Fastembed

Fastembed is a library that allows you to generate vector embeddings locally, without needing an API key or calling into an external service.

Fastembed uses the included ONNX runtime to run its embedding models, downloading the model once every time it is used for the first time.

Fastembed libraries are available for the following languages:

Overview of available models

The following is an overview of most of the models available for Fastembed. General use cases are:

Prototyping, development speed, cost savings: models with small vector embedding sizes tend to take up a relatively small amount of disk size as well (generally a few hundred MB) and can be quickly downloaded and run locally.
Small or edge devices: devices with no internet access can still take advantage of vector embeddings.
Particular use cases: some models are specialized for certain use cases such as images, certain languages, and contexts.

MiniLM Series

Fast general-purpose embeddings. Choose L6 for speed, L12 for quality. Ideal for semantic search, clustering, and similarity tasks.

A “quantized” model means that it is optimised for faster inference and lower memory usage, often with minimal quality loss.

Model name	Embedding size	Description
AllMiniLML6V2	384	Sentence Transformer model, MiniLM-L6-v2
AllMiniLML6V2Q	384	Quantized Sentence Transformer model, MiniLM-L6-v2
AllMiniLML12V2	384	Sentence Transformer model, MiniLM-L12-v2
AllMiniLML12V2Q	384	Quantized Sentence Transformer model, MiniLM-L12-v2

BGE Series

Used for dense retrieval and semantic similarity.

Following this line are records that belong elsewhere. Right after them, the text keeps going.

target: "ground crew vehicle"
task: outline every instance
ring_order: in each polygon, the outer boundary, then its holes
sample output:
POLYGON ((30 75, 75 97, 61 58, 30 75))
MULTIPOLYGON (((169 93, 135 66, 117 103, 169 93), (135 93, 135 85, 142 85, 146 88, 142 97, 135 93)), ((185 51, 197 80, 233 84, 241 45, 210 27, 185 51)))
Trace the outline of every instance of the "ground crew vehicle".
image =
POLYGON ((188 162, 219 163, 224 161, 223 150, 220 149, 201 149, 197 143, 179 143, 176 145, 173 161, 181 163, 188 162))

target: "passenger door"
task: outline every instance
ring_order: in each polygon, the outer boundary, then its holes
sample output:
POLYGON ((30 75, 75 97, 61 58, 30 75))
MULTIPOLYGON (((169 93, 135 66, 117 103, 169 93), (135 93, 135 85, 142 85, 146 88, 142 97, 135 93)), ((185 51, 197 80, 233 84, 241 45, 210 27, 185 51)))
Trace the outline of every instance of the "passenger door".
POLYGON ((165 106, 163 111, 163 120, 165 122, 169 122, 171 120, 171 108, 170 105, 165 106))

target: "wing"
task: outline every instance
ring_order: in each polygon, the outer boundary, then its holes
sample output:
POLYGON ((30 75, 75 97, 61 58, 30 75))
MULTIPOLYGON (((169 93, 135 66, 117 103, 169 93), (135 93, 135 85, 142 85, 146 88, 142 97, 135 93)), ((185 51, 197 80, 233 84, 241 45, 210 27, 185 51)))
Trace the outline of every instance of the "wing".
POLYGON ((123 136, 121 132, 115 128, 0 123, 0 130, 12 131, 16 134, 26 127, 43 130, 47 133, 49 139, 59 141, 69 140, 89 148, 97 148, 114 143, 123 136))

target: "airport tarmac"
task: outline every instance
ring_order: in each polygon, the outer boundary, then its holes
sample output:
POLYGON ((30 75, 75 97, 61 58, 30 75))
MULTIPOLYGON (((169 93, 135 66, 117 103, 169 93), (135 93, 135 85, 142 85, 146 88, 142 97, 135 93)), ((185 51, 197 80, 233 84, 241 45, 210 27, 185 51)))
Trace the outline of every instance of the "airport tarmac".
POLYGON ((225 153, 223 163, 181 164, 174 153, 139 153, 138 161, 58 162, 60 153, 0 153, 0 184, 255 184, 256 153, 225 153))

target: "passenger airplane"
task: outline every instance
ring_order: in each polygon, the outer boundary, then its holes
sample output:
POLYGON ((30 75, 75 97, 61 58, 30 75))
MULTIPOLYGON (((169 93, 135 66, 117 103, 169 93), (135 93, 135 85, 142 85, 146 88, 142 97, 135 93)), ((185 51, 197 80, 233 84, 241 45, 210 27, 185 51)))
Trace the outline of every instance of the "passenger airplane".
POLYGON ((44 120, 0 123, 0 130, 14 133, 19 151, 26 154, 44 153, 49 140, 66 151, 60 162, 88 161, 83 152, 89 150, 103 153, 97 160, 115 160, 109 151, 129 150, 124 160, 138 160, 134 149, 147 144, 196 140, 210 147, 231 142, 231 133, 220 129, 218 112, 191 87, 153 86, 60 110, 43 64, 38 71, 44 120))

BGESmallENV15 is optimized for speed and tends to be the default choice for many applications.

Model name	Embedding size	Description
BGEBaseENV15	768	v1.5 release of the base English model
BGEBaseENV15Q	768	Quantized v1.5 release of the base English model
BGELargeENV15	1024	v1.5 release of the large English model
BGELargeENV15Q	1024	Quantized v1.5 release of the large English model
BGESmallENV15	384	v1.5 release of the fast and default English model
BGESmallENV15Q	384	Quantized v1.5 release of the fast and default English model

Nomic Embed Text

Used for large context window embeddings.

Optimized for long-context English text (8K tokens). v1.5 improves quality over v1.

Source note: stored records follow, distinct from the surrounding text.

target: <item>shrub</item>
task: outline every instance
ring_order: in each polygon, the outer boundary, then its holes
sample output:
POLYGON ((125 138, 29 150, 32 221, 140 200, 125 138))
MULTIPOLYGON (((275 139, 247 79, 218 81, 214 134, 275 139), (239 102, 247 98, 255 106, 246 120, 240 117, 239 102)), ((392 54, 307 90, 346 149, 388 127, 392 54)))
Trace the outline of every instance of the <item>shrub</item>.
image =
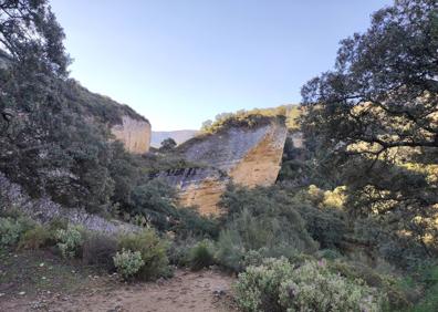
POLYGON ((35 226, 33 229, 27 230, 20 238, 20 249, 40 249, 54 243, 53 236, 46 227, 35 226))
POLYGON ((237 231, 222 230, 216 246, 216 258, 221 267, 234 272, 243 270, 246 250, 237 231))
POLYGON ((234 290, 244 311, 379 311, 383 303, 362 281, 314 260, 293 267, 285 258, 268 259, 240 273, 234 290))
POLYGON ((24 217, 0 218, 0 246, 12 247, 18 243, 20 236, 34 227, 34 222, 24 217))
POLYGON ((241 268, 250 250, 263 249, 263 257, 278 258, 317 248, 298 212, 299 204, 279 188, 231 186, 220 205, 228 212, 222 217, 218 243, 218 260, 225 267, 241 268))
POLYGON ((215 264, 215 250, 211 241, 202 240, 195 245, 190 250, 189 262, 192 270, 215 264))
POLYGON ((114 269, 113 257, 117 252, 117 240, 102 233, 90 233, 82 246, 82 260, 85 264, 100 266, 108 271, 114 269))
POLYGON ((64 258, 73 258, 79 254, 83 243, 82 231, 82 227, 71 225, 66 229, 56 230, 56 246, 64 258))
POLYGON ((132 278, 136 274, 145 261, 142 259, 142 253, 139 251, 131 251, 122 249, 122 252, 117 252, 114 258, 114 266, 117 268, 117 272, 125 279, 132 278))
POLYGON ((292 269, 285 258, 267 259, 261 266, 248 267, 234 284, 238 305, 251 312, 284 311, 279 304, 280 285, 291 275, 292 269))
POLYGON ((361 280, 350 281, 328 270, 324 261, 307 261, 280 288, 288 311, 380 311, 382 298, 361 280))
POLYGON ((167 250, 170 264, 188 267, 190 264, 190 250, 196 242, 196 239, 192 237, 187 237, 184 240, 174 240, 167 250))
POLYGON ((146 229, 140 233, 131 233, 121 237, 118 250, 139 251, 145 264, 138 271, 138 277, 143 280, 154 280, 165 277, 168 271, 169 260, 167 258, 168 242, 160 239, 152 229, 146 229))

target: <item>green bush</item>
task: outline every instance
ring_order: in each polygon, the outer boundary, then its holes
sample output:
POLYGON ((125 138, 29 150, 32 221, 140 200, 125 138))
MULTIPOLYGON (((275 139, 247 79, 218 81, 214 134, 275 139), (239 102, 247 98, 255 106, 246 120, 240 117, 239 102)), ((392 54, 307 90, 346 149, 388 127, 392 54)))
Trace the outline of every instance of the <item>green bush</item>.
POLYGON ((217 258, 228 269, 243 269, 244 256, 251 250, 263 258, 316 251, 317 243, 298 211, 299 204, 279 188, 231 186, 220 205, 227 214, 221 220, 217 258))
POLYGON ((82 227, 72 225, 69 225, 66 229, 56 230, 56 246, 64 258, 73 258, 79 254, 83 243, 82 232, 82 227))
POLYGON ((34 222, 25 217, 0 218, 0 247, 15 246, 23 232, 34 227, 34 222))
POLYGON ((189 262, 192 270, 215 264, 215 247, 211 241, 202 240, 195 245, 189 254, 189 262))
POLYGON ((20 238, 19 249, 40 249, 54 243, 54 238, 46 227, 35 226, 27 230, 20 238))
POLYGON ((285 258, 268 259, 240 273, 234 291, 244 311, 380 311, 383 304, 374 289, 314 260, 294 267, 285 258))
POLYGON ((82 260, 85 264, 103 267, 108 271, 114 269, 113 257, 117 252, 117 240, 102 233, 85 236, 82 246, 82 260))
POLYGON ((424 298, 409 312, 438 311, 438 264, 428 264, 419 271, 425 288, 424 298))
POLYGON ((145 229, 140 233, 122 236, 118 250, 123 249, 140 252, 145 262, 138 271, 138 278, 142 280, 154 280, 168 274, 168 242, 160 239, 154 230, 145 229))
POLYGON ((135 275, 145 261, 142 259, 139 251, 131 251, 122 249, 122 252, 117 252, 114 257, 114 266, 117 268, 117 272, 125 279, 129 279, 135 275))
POLYGON ((174 240, 167 250, 169 263, 177 267, 189 267, 190 264, 190 250, 197 243, 194 237, 174 240))

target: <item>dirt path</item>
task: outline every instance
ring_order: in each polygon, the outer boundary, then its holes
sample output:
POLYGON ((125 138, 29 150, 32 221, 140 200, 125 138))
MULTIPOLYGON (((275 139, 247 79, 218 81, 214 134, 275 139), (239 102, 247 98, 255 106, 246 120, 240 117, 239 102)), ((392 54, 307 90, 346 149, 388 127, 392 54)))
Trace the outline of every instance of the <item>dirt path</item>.
POLYGON ((124 284, 111 280, 90 284, 73 294, 42 294, 34 299, 9 298, 0 310, 13 311, 145 311, 230 312, 232 278, 213 271, 177 271, 170 280, 124 284))

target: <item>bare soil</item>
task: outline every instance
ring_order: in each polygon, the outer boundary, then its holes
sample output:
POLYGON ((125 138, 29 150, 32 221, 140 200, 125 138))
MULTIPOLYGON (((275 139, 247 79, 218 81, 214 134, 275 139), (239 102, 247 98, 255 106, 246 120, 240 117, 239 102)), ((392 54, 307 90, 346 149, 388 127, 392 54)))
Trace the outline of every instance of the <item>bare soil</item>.
POLYGON ((178 270, 169 280, 150 283, 88 273, 91 269, 44 253, 0 253, 0 311, 236 311, 233 278, 219 271, 178 270))

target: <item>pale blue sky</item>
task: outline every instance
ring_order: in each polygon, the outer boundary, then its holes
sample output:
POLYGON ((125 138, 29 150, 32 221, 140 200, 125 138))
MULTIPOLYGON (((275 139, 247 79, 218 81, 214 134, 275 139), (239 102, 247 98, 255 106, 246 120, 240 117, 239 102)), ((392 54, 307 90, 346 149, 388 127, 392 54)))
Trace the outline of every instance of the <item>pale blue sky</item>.
POLYGON ((300 102, 390 0, 52 0, 72 76, 155 131, 300 102))

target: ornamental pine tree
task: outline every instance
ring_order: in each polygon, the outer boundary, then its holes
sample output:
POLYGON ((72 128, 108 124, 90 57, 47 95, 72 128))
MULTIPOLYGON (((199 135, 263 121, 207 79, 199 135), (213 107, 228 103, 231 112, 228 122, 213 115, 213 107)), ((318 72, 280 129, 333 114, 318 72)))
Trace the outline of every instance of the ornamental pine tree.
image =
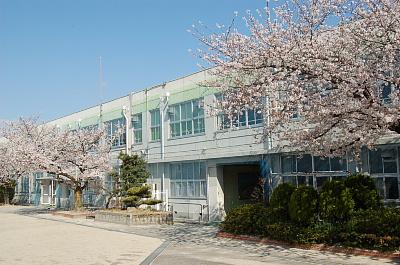
POLYGON ((151 200, 151 188, 145 185, 150 173, 146 161, 140 156, 121 153, 122 161, 120 171, 122 202, 126 207, 139 207, 142 204, 155 205, 160 200, 151 200))

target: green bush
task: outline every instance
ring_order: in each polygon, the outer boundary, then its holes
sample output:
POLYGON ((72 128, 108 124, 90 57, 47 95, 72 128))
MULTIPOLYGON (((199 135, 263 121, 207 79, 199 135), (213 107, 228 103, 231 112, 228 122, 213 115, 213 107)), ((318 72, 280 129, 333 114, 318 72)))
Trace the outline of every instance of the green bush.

Model name	Embedding size	Description
NomicEmbedTextV1	768	8192 context length english model
NomicEmbedTextV15	768	v1.5 release of the 8192 context length english model
NomicEmbedTextV15Q	768	Quantized v1.5 release of the 8192 context length english model

Paraphrase Models

Used for paraphrase detection and multilingual similarity. Ideal for sentence equivalence and semantic matching tasks.

Model name	Embedding size	Description
ParaphraseMLMiniLML12V2	384	Multi-lingual model
ParaphraseMLMiniLML12V2Q	384	Quantized Multi-lingual model
ParaphraseMLMpnetBaseV2	768	Sentence-transformers model for tasks like clustering or semantic search, based on the MPNet architecture.

Chinese BGE Models

Model name	Embedding size	Description
BGESmallZHV15	512	v1.5 release of the small Chinese model
BGELargeZHV15	1024	v1.5 release of the large Chinese model

ModernBert and Multilingual E5

Used for context-rich multilingual embeddings. Great for cross-language retrieval and nuanced contextual understanding.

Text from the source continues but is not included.